Demand Forecasting in an Omni-Channel World: Far to Go
The economic disruption of the last decade and a sharp increase in consumer cross-channel behavior have forced retailers to re-evaluate their demand forecasting capabilities. The good news, according to a new study from RSR entitled Crystal Ball 2.0: The State of Retail Demand Forecasting (to be published this week), is that they have indeed managed to take these shocks mostly in stride. The bad news is that while they understand that forecasting as a discipline is going to have to change to continue to be successful, they have no idea what changes to make or how to make them.
Industry thinkers (including some of us at RSR from time to time) have argued the merits one version of the truth for important information assets, and tangentally, generating demand forecasts from granular, unaggregated consumer demand signals collected from every in-house source, not just from the store. What makes these arguments sound even half-way reasonable is simply that today’s technology can support them. For example, Oracle’s Exadata or SAP’s in-memory database technology have been shown to be able to plough through a stunning amount of raw fact data to aggregate, calculate, and present results at speeds which are truly breathtaking. Likewise, today’s high speed always-on networks are able to transport raw data from transactional systems to central data munching engines effortlessly (compared to sound and video data, numbers and letters are lightweight to a network). Finally of course, there are all kinds of new demand signals being generated by consumer facing technologies such as social media, e-commerce, and mobile commerce, that theoretically can save retailers a lot of time and money by enabling them to catch changes in demand much earlier than before. It all sounds good.
Reality Intervenes
In our recent report on demand fulfillment in the omni-channel age (Omni-Channel Fulfillment and the Future of Retail Supply Chain), one of the big issues retailers are grappling with is that although many want to be able to adopt a sell anywhere from anywhere retail model, their legacy supply chain models are not well suited to an omni-channel world. Likewise, many retailers’ demand forecasting capabilities are built around a store-centric demand model. And response to the demand forecast survey show that retailers still struggle with legacy store issues related to exceptional inventory- extremely fast or slow movers and intermittent items. Going from a relatively simple store-centric demand model to a wildly complex omni-channel one ain’t peanuts.
The study shows that while retailers have applied demand forecasting to an increasing number of operational situations as they try to optimize their businesses, they remain challenged to deliver accurate forecasts in many of the applications (Chart 1).
What’s The One Right Way To Forecast?
After all the years of discussion between retailers, analysts, technology providers, and academicians, one might be forgiven for supposing that there is one right way to forecast, and a bunch of wrong ones.
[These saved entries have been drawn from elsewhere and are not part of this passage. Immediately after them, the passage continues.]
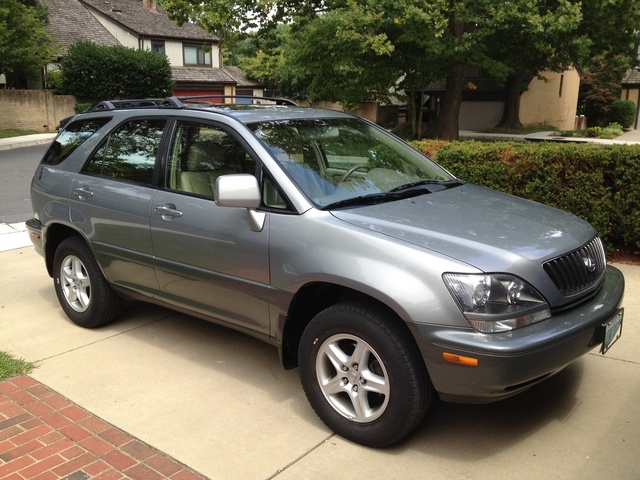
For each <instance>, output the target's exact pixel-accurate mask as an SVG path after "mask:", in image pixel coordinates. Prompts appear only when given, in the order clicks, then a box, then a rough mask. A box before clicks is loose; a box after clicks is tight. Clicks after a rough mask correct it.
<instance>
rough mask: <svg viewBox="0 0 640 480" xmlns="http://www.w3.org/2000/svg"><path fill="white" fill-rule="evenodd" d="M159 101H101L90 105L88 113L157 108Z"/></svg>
mask: <svg viewBox="0 0 640 480" xmlns="http://www.w3.org/2000/svg"><path fill="white" fill-rule="evenodd" d="M160 103H161V100H158V99H149V98H142V99H126V100H103V101H101V102H98V103H96V104H95V105H92V106H91V108H90V111H92V112H93V111H96V110H120V109H123V108H146V107H157V106H158V105H160Z"/></svg>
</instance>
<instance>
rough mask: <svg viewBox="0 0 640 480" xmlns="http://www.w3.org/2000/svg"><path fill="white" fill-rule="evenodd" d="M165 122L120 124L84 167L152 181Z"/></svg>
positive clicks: (102, 171)
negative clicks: (159, 146)
mask: <svg viewBox="0 0 640 480" xmlns="http://www.w3.org/2000/svg"><path fill="white" fill-rule="evenodd" d="M165 123H166V121H165V120H164V119H161V120H150V119H146V120H133V121H130V122H127V123H125V124H123V125H121V126H120V127H118V129H117V130H115V131H114V132H113V133H112V134H111V135H110V137H109V139H108V141H107V143H105V144H104V145H103V146H102V147H100V149H98V151H97V152H96V153H95V154H94V155H93V157H92V158H91V159H90V160H89V163H87V165H86V166H85V168H84V169H83V171H84V172H86V173H94V174H98V175H104V176H107V177H113V178H117V179H121V180H128V181H132V182H137V183H147V184H151V183H152V181H153V169H154V167H155V162H156V154H157V152H158V146H159V145H160V140H161V138H162V131H163V130H164V126H165Z"/></svg>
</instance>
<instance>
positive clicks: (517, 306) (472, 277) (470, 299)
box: [442, 273, 551, 333]
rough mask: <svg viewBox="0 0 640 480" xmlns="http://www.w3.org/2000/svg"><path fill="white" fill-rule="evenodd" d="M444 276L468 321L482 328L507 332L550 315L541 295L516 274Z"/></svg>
mask: <svg viewBox="0 0 640 480" xmlns="http://www.w3.org/2000/svg"><path fill="white" fill-rule="evenodd" d="M442 278H443V279H444V283H445V284H446V285H447V288H448V289H449V292H451V295H452V296H453V298H454V300H455V301H456V304H457V305H458V307H459V308H460V311H462V313H463V315H464V316H465V318H466V319H467V321H468V322H469V323H470V324H471V326H472V327H473V328H475V329H476V330H478V331H480V332H483V333H496V332H506V331H509V330H515V329H517V328H522V327H526V326H527V325H531V324H533V323H537V322H540V321H542V320H545V319H547V318H549V317H551V309H550V308H549V304H548V303H547V302H546V301H545V300H544V298H542V295H540V294H539V293H538V292H537V291H536V290H535V289H534V288H533V287H532V286H531V285H529V284H528V283H527V282H525V281H524V280H521V279H520V278H518V277H515V276H513V275H507V274H480V275H465V274H458V273H445V274H444V275H443V276H442Z"/></svg>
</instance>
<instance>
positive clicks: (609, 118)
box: [607, 100, 636, 128]
mask: <svg viewBox="0 0 640 480" xmlns="http://www.w3.org/2000/svg"><path fill="white" fill-rule="evenodd" d="M607 117H608V118H609V121H610V122H616V123H619V124H620V125H622V128H629V127H630V126H631V125H633V122H634V121H635V119H636V104H635V103H633V102H632V101H631V100H616V101H615V102H613V103H612V104H611V107H610V108H609V113H608V115H607Z"/></svg>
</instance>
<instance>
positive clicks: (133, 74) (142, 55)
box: [60, 41, 173, 99]
mask: <svg viewBox="0 0 640 480" xmlns="http://www.w3.org/2000/svg"><path fill="white" fill-rule="evenodd" d="M60 72H61V74H62V81H61V86H60V89H61V92H60V93H64V94H67V95H76V96H78V97H81V98H86V99H119V98H151V97H166V96H168V95H170V94H171V92H172V90H173V81H172V79H171V67H170V65H169V60H168V59H167V57H166V56H165V55H162V54H160V53H156V52H152V51H149V50H135V49H132V48H126V47H123V46H120V45H116V46H112V47H106V46H101V45H96V44H94V43H91V42H85V41H79V42H77V43H75V44H73V45H72V46H71V47H69V51H68V52H67V55H65V56H64V57H63V58H62V60H61V61H60Z"/></svg>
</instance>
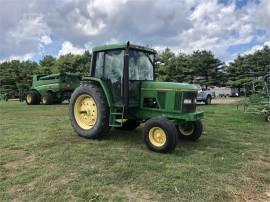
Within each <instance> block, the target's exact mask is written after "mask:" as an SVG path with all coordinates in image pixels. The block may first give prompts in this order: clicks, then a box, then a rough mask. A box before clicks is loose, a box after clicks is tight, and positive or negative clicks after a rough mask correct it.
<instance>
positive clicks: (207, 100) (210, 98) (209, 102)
mask: <svg viewBox="0 0 270 202" xmlns="http://www.w3.org/2000/svg"><path fill="white" fill-rule="evenodd" d="M211 102H212V97H211V96H210V95H208V96H207V97H206V100H205V101H204V103H205V104H206V105H210V104H211Z"/></svg>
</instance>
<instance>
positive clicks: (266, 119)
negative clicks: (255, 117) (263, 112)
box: [265, 114, 270, 122]
mask: <svg viewBox="0 0 270 202" xmlns="http://www.w3.org/2000/svg"><path fill="white" fill-rule="evenodd" d="M265 121H267V122H270V114H268V115H266V116H265Z"/></svg>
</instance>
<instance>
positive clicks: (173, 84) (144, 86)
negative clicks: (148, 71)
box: [142, 81, 198, 92]
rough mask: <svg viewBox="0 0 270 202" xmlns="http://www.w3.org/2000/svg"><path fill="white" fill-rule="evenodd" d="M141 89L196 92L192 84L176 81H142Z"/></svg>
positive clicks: (145, 89)
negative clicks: (188, 91)
mask: <svg viewBox="0 0 270 202" xmlns="http://www.w3.org/2000/svg"><path fill="white" fill-rule="evenodd" d="M142 89H143V90H147V89H149V90H150V89H154V90H160V91H191V92H197V91H198V89H196V88H195V87H194V86H193V85H191V84H189V83H176V82H159V81H143V82H142Z"/></svg>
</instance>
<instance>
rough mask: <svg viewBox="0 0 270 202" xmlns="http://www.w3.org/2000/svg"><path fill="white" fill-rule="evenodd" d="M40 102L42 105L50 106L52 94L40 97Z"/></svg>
mask: <svg viewBox="0 0 270 202" xmlns="http://www.w3.org/2000/svg"><path fill="white" fill-rule="evenodd" d="M41 102H42V104H44V105H51V104H53V102H54V96H53V94H52V93H49V92H48V93H46V94H45V95H44V96H42V97H41Z"/></svg>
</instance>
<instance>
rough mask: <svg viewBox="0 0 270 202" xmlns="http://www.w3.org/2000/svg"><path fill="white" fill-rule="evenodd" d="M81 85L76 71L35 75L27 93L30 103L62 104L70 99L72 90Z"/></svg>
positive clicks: (26, 93)
mask: <svg viewBox="0 0 270 202" xmlns="http://www.w3.org/2000/svg"><path fill="white" fill-rule="evenodd" d="M79 85H80V76H79V75H78V74H75V73H67V72H66V73H58V74H51V75H34V76H33V81H32V87H31V89H30V91H28V92H27V93H26V103H27V104H28V105H37V104H40V102H41V103H42V104H45V105H50V104H60V103H62V102H63V101H64V100H65V99H70V97H71V94H72V92H73V91H74V89H75V88H77V87H78V86H79Z"/></svg>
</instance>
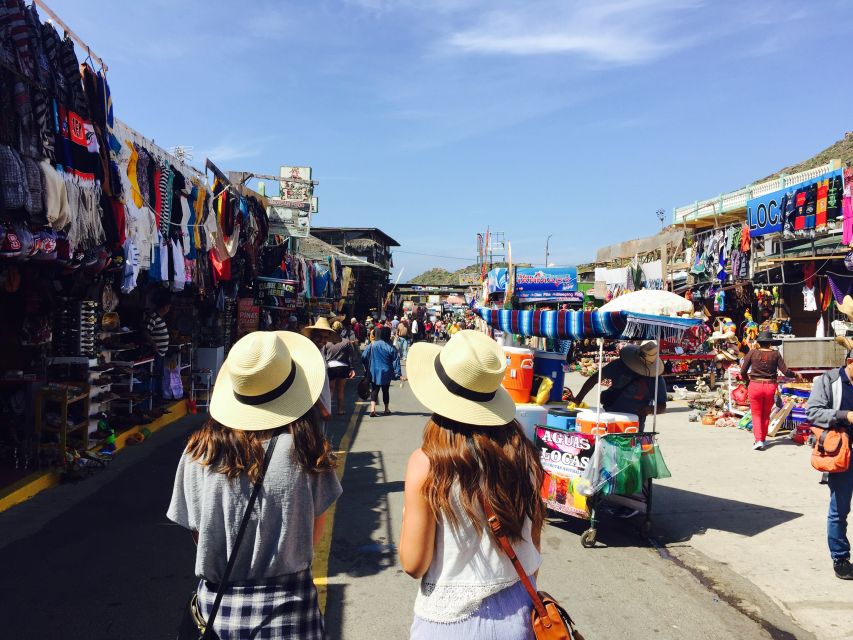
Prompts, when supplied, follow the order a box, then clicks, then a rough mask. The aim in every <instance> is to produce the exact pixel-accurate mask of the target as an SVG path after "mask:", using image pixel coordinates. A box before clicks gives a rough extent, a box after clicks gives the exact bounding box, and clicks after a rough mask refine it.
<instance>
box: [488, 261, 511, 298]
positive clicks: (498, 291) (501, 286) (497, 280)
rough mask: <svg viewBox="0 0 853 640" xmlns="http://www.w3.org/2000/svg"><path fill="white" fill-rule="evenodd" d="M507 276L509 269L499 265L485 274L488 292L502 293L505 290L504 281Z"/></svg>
mask: <svg viewBox="0 0 853 640" xmlns="http://www.w3.org/2000/svg"><path fill="white" fill-rule="evenodd" d="M507 278H509V269H507V268H506V267H499V268H497V269H492V270H491V271H489V273H488V274H486V286H487V287H488V290H489V293H490V294H491V293H502V292H505V291H506V281H507Z"/></svg>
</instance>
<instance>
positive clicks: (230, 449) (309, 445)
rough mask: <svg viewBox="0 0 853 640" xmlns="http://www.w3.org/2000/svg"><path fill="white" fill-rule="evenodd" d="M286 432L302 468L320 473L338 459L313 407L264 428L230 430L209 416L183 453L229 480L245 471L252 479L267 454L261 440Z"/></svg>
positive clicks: (187, 444) (253, 476)
mask: <svg viewBox="0 0 853 640" xmlns="http://www.w3.org/2000/svg"><path fill="white" fill-rule="evenodd" d="M287 431H290V434H291V435H292V436H293V455H294V457H295V458H296V461H297V462H298V463H299V465H300V466H301V467H302V468H303V469H304V470H305V471H307V472H308V473H321V472H323V471H330V470H332V469H334V468H335V466H336V464H337V458H336V456H335V454H334V452H333V451H332V448H331V446H330V445H329V441H328V440H327V439H326V438H325V436H323V434H322V432H321V431H320V427H319V418H318V416H317V414H316V409H315V408H314V407H312V408H311V409H310V410H309V411H308V413H306V414H305V415H304V416H302V417H301V418H299V419H298V420H296V421H295V422H291V423H290V424H288V425H284V426H281V427H277V428H275V429H266V430H264V431H241V430H239V429H229V428H228V427H225V426H223V425H221V424H219V423H218V422H216V420H214V419H213V418H211V419H210V420H208V421H207V422H205V423H204V425H203V426H202V427H201V428H200V429H199V430H198V431H195V432H194V433H193V434H192V435H191V436H190V439H189V443H188V444H187V448H186V449H185V452H186V453H187V454H188V455H189V456H190V457H192V459H193V460H198V461H199V462H200V463H201V464H203V465H205V466H209V467H210V468H211V469H212V470H213V471H216V472H217V473H224V474H225V475H226V476H228V477H229V478H230V479H232V480H233V479H235V478H239V477H240V476H241V475H243V474H245V475H247V476H248V477H249V480H250V481H251V482H255V480H257V478H258V474H259V473H260V472H261V466H262V465H263V462H264V454H265V453H266V451H265V449H264V446H263V443H264V441H266V440H269V439H270V438H272V437H273V436H274V435H277V434H280V433H285V432H287Z"/></svg>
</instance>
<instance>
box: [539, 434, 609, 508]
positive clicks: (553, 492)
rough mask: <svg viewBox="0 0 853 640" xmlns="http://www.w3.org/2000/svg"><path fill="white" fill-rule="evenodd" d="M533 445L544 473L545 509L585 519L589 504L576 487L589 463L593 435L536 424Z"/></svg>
mask: <svg viewBox="0 0 853 640" xmlns="http://www.w3.org/2000/svg"><path fill="white" fill-rule="evenodd" d="M534 443H535V445H536V448H537V449H538V450H539V456H540V459H541V460H542V468H543V469H544V470H545V479H544V481H543V483H542V499H543V500H544V501H545V504H546V506H547V507H548V508H549V509H553V510H554V511H559V512H560V513H566V514H570V515H576V516H577V515H579V516H582V517H585V518H588V517H589V505H588V504H587V499H586V498H585V497H584V496H582V495H580V493H579V491H578V488H579V486H580V485H581V484H582V476H583V474H584V471H586V469H587V467H589V466H590V465H591V464H592V454H593V452H594V451H595V436H593V435H591V434H587V433H577V432H574V431H563V430H561V429H551V428H549V427H543V426H539V425H537V426H536V439H535V441H534Z"/></svg>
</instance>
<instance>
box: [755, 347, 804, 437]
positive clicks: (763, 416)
mask: <svg viewBox="0 0 853 640" xmlns="http://www.w3.org/2000/svg"><path fill="white" fill-rule="evenodd" d="M755 341H756V342H757V343H758V346H757V347H756V348H754V349H750V351H749V353H747V354H746V356H744V358H743V364H741V367H740V375H741V378H742V379H743V381H744V382H745V383H746V385H747V389H748V390H749V408H750V410H751V411H752V437H753V439H754V442H753V444H752V448H753V449H754V450H756V451H763V450H764V439H765V438H766V437H767V430H768V428H769V427H770V413H771V412H772V411H773V404H774V401H775V399H776V389H777V381H776V378H777V375H778V373H777V372H779V371H781V372H782V373H783V374H785V375H786V376H788V377H789V378H792V377H793V378H796V379H797V380H802V379H803V378H802V376H801V375H800V374H799V373H794V372H793V371H791V370H790V369H789V368H788V365H786V364H785V360H784V359H782V354H781V353H779V352H778V351H777V350H776V349H774V348H773V345H777V344H779V342H778V341H777V340H774V339H773V335H772V334H771V333H770V332H769V331H762V332H761V333H759V334H758V337H757V338H756V339H755Z"/></svg>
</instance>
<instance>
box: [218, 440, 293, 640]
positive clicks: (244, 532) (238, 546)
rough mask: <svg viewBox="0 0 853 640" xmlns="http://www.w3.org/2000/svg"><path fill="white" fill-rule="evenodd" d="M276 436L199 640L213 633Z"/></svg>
mask: <svg viewBox="0 0 853 640" xmlns="http://www.w3.org/2000/svg"><path fill="white" fill-rule="evenodd" d="M276 440H278V436H273V438H272V439H271V440H270V443H269V444H268V445H267V452H266V455H264V464H263V466H262V467H261V472H260V474H258V479H257V480H255V486H254V488H253V489H252V495H251V496H249V504H247V505H246V511H244V512H243V520H242V521H241V522H240V529H238V531H237V538H236V539H235V540H234V548H233V549H232V550H231V555H230V556H229V557H228V564H227V565H225V573H223V574H222V581H221V582H220V583H219V589H217V591H216V600H214V601H213V608H212V609H211V610H210V615H209V616H208V618H207V624H206V625H205V627H204V634H203V635H202V636H201V640H207V639H208V638H209V637H210V634H211V633H213V621H214V620H215V619H216V614H217V613H218V612H219V605H220V604H221V603H222V597H223V596H224V595H225V590H226V589H227V588H228V579H229V578H230V577H231V571H232V570H233V569H234V564H235V563H236V562H237V550H238V549H239V548H240V543H241V542H243V536H244V534H245V533H246V527H247V526H248V524H249V518H251V517H252V509H253V508H254V506H255V502H257V500H258V494H259V493H260V492H261V485H263V483H264V476H265V475H266V473H267V467H268V466H269V464H270V458H272V452H273V449H275V442H276Z"/></svg>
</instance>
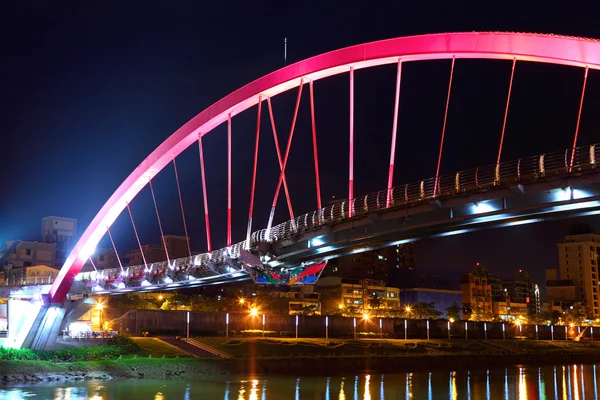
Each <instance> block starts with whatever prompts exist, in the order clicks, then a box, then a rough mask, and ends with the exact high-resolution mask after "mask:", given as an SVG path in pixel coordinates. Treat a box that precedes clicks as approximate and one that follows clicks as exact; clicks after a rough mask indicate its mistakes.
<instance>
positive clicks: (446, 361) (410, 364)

But such is not the case, at least as far as retailers are concerned. Our study shows that there are very differing attitudes about how best to execute demand forecasting for the business (Chart 2).
The most popular view (supported by the largest group of Retail Winners) is that different uses require different forecasts that should then be reconciled across the enterprise. The next most-popular answer fall to the other extreme: one single demand forecast to rule all functions — a true single version of the truth. Non-winners favor this option more so than their peers.
It would appear that retailers face a trade-off dilemma: one forecast for all means that everyone starts at the same point but may well end up in completely different places once the forecast moves from prediction to reality. Multiple forecasts mean everyone may start from different places that more accurately fit their needs, but prevent a retailer from gaining an accurate view of the overall picture of their business. The dilemma simply underscores the fundamental dilemma that retailers face around increased use of demand forecasts: do you let the channels plan their demand and then aggregate it up, losing important nuances in assumptions? Or do you start with one version of demand and let channels adapt that forecast for their specific needs, potentially losing the ability to reconcile changes later on? Unfortunately, most retailers are not yet thinking that holistically about their business — certainly not at the level of demand forecasting. And that may be the biggest business challenge of all.
Technology Is Just Part of the Answer
As we said at the top of this article, a big reason why there is so much discussion about the right way to forecast demand in this high-speed omni-channel world, is that technology enables us to move reality and theory closer together. And the new study does show that regardless of what view retailers have about the best way to deliver on the promise, technology is needed to make it happen. But at the end of the day, it’s really a process issue, and the study shows that for retailers who have already invested in tooling their forecasting processes with technology, the best near term opportunity is to get better at the process.
On the other hand, those retailers who don’t assign a lot of value to forecasting capabilities and haven’t (or don’t yet plan) to invest in the technologies to support them, will inevitably find themselves struggling to keep up with retailers who have used the discipline and technology to increase service levels to consumers and position the right inventory in the right place at the right time, without having resorted to the sin of too much inventory, or conversely risking the loss not only of sales but also of customers — all because of out-of-stocks, the wrong inventory, or the wrong value.